Acute Aortic Dissection Pathway Toolkit
22 April 2022
(Last updated: 22 Apr 2022 14:23)
4.5.2a AAD Toolkit Interactive
Acute Aortic Dissection Toolkit
AAD Self-Assessment Questionnaire
The NHS has recently published the Acute Aortic Dissection Pathway Toolkit. The need for producing such a toolkit is very well set out in Appendix 2: Background and Context, page 24 onwards of the attached toolkit document. Appropriate references are quoted as well.
To summarise the context, there is published and demonstrated unwarranted variation in the UK in the provision of treatment of conditions of the thoracic aorta. There are a few examples where significant improvement in outcomes after emergency treatment of acute type A aortic dissection has been achieved after changing the model of care provided.
The document sets out seven important principles that are at the helm of the toolkit. Regional variation in the implementation of the principles is anticipated due to geography, size of units, expertise available in the region etc, hence the document is not prescriptive. However the principles remain important and should underpin any proposed changes within regions. The principles aim to improve outcomes for patients by harnessing regional skill mix to benefit the maximum number of patients, improving governance, encouraging regular MDT working and educating doctors and paramedics and equip them to diagnose acute aortic emergencies rapidly and consistently.
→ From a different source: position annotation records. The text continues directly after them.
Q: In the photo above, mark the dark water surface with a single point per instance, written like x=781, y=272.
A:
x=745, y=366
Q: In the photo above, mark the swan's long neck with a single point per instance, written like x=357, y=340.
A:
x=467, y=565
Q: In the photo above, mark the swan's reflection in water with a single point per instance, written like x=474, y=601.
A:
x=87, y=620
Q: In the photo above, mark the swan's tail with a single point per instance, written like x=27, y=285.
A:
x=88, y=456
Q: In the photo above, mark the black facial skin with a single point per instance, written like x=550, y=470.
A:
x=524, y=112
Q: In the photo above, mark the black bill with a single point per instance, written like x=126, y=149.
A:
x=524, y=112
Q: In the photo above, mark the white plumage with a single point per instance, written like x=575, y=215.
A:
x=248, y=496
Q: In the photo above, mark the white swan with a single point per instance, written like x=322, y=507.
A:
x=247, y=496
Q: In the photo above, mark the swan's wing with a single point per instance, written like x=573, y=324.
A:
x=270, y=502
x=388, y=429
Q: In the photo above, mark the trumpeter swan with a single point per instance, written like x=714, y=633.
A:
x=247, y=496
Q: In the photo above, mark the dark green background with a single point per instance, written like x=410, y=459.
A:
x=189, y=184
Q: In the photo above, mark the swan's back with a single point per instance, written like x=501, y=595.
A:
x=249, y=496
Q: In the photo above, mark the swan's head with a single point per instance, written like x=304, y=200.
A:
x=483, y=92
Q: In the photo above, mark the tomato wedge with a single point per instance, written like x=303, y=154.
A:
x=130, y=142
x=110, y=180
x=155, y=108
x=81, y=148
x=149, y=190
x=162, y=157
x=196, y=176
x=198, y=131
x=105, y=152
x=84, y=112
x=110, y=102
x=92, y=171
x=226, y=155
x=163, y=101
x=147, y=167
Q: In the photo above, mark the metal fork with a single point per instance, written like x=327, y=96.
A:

Two national patient groups/charities are heavily invested into improving management of acute aortic emergencies and they have offered support in helping regions develop their services in line with the principles stated in the toolkit. They are very supportive of this move from the NHS, and if anything, would probably like this to be extended to rationalizing and improving the provision of elective services for aortic conditions in the future.
SCTS is fully supportive of this toolkit and would strongly encourage its membership to study the document and start engaging with regional partners. It is time to move towards breaking down traditional artificial boundaries and start looking beyond individual unit interests, keeping in mind the sole objective of improving clinical outcomes for patients who suffer from these acute life threatening conditions.